Overall, these three monoclonal antibodies at the doses tested were no substitute for conventional ART in achieving potent and sustained control of HIV-1. Nevertheless, the combined results provide the first direct evidence that neutralizing antibodies can suppress HIV-1 in infected individuals. Moreover, they reinforce the widely held view that escape is readily achieved by the virus. In fact, escape might be achieved more rapidly than previously recognized.

It must also be kept in mind that these findings appear to be based on a single, rare monoclonal antibody that has an unusual specificity for sugar moieties. It remains to be seen whether other neutralizing antibodies, including true polyspecific antibody combinations, will have similar or greater effects, and if the magnitude of these effects will prove efficacious for vaccines that do not prevent the acquisition of HIV-1 infection. The outcome of the study by Trkola et al. offers hope that they will; however, antibody titers may need to be quite high.

In addition to the need for high titers, there can be little doubt that neutralizing antibodies will need to target a broad spectrum of viral variants to be effective for vaccination. The three broadly neutralizing human monoclonal antibodies studied here, plus a small number of additional human monoclonal antibodies with similar activity11, are good examples of the types of antibodies vaccines should aim to elicit. Paradoxically, these antibodies are rarely detected in HIV-1–infected individuals. Moreover, all attempts to elicit these antibodies with candidate vaccine immunogens have failed. Why these epitopes are such poor immunogens has long been a mystery. The recent discovery by Haynes et al.4 that 2F5 and 4E10 are autoreactive may begin to provide answers.

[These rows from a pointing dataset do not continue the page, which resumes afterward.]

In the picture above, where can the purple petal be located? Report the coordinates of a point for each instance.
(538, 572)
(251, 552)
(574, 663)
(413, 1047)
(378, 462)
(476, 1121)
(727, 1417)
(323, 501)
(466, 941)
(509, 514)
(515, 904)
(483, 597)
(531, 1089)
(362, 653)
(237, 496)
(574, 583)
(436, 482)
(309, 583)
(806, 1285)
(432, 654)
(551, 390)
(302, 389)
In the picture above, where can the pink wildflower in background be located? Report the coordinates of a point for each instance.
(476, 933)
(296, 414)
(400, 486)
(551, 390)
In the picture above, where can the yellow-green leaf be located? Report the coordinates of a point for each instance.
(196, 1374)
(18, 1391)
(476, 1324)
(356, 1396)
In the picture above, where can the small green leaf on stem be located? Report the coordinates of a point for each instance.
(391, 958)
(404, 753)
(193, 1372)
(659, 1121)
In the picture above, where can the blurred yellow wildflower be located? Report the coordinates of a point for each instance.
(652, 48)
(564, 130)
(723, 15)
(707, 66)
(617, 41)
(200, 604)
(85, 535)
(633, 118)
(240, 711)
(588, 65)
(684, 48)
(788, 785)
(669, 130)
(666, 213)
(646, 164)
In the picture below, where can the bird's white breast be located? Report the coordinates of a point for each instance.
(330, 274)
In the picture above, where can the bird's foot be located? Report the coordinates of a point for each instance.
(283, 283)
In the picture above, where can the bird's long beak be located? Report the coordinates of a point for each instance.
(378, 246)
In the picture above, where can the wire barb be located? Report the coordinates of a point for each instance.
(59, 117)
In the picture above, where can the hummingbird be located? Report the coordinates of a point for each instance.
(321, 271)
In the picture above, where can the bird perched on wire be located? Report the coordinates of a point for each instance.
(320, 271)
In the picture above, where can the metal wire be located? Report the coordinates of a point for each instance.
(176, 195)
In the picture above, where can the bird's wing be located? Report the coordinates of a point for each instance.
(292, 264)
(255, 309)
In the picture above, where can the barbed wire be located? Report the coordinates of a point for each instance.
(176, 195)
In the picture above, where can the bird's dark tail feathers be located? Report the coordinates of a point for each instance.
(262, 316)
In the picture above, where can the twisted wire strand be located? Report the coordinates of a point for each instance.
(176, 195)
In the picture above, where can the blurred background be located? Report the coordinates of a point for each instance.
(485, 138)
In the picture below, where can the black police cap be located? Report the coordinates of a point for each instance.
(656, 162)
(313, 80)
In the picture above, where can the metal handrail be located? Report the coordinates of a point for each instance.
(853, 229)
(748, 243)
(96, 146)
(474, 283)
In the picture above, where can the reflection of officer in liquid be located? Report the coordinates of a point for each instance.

Previous studies14,15 showed that 2F5 and 4E10 possess unusually long, hydrophobic third complementarity-determining regions (CDR3)—structures that are found primarily in early developing B cells and are typical of natural polyspecific autoantibodies. Haynes et al. screened a panel of 33 HIV-1 envelope–specific monoclonal antibodies for reactivity with a series of autoantigens, and found 2F5 and 4E10 had multiple reactivities, most notably with cardiolipin. Another broadly neutralizing monoclonal antibody, IgG1b12, reacted with double-stranded DNA and several nuclear proteins, whereas 2G12 was nonautoreactive.

These are provocative findings that shed light on yet another mechanism that may be used by HIV-1 to evade the host immune response: antigenic mimicry. The autoreactive nature of 2F5 and 4E10 also suggests ways of improving the immunogenicity of their cognate epitopes. Normally, autoreactive B-cell clones are either deleted or made tolerant early in development to prevent the production of potentially harmful, self-recognizing antibodies. New adjuvants and immunogens might be discovered that can circumvent these pathways and allow full maturation into high affinity antibody–producing plasma B cells. Consequences for safety will be a key issue; however, at least for 2G12, 2F5 and 4E10, no adverse side effects have been observed in humans3,16.

These two studies, although dealing with separate issues, converge at the intersection of immunogen design and vaccination goals. The findings promise to stimulate fresh new ideas in a field that has seen little success despite nearly two decades of intense effort to discover immunogens that elicit an effective neutralizing antibody response against HIV-1.